# ✈️ Flight Delay Analysis

In this project, we'll analyze flight delay patterns using a sample dataset.

## 1. Import Libraries

In [None]:
import pandas as pd
import matplotlib.pyplot as plt
import seaborn as sns
from datetime import datetime

sns.set(style='whitegrid')

## 2. Load Dataset

In [None]:
df = pd.read_csv('flights_sample.csv')
df.head()

## 3. Data Cleaning

In [None]:
# Convert FlightDate to datetime
df['FlightDate'] = pd.to_datetime(df['FlightDate'])
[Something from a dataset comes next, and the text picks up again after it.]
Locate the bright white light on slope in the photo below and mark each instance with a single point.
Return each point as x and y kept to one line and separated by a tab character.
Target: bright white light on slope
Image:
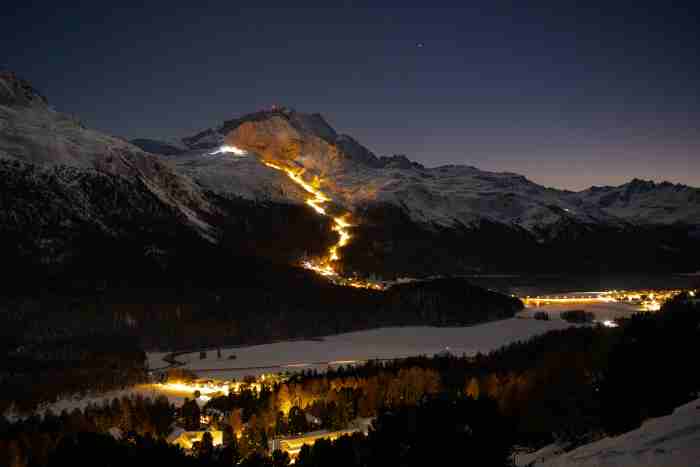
229	149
# Remove cancelled flights
df = df[df['Cancelled'] == 0]
df.shape

## 4. Exploratory Data Analysis

In [None]:
# Average delay per airline
airline_delay = df.groupby('Airline')['DepDelayMinutes'].mean().sort_values(ascending=False)
plt.figure(figsize=(10, 5))
airline_delay.plot(kind='bar', color='skyblue')
plt.title('Average Departure Delay per Airline')
plt.ylabel('Delay (minutes)')
plt.xlabel('Airline')
plt.xticks(rotation=45)
plt.tight_layout()
plt.show()

In [None]:
# Delays by hour of day
df['Hour'] = pd.to_datetime(df['ScheduledDepTime'], format='%H:%M').dt.hour
hourly_delay = df.groupby('Hour')['DepDelayMinutes'].mean()
plt.figure(figsize=(10, 5))
hourly_delay.plot(kind='line', marker='o')
plt.title('Average Departure Delay by Hour of Day')
plt.ylabel('Delay (minutes)')
plt.xlabel('Hour')
plt.grid(True)
plt.tight_layout()
plt.show()

## 5. Key Insights

- Some airlines consistently have higher delays.
- Delays tend to increase during certain hours of the day.
- Further analysis could include destination-based trends or seasonal effects.

## 6. Conclusion

This project shows how flight delays vary across different dimensions like airline and time of day. It demonstrates skills in data wrangling, visualization, and deriving insights using Python.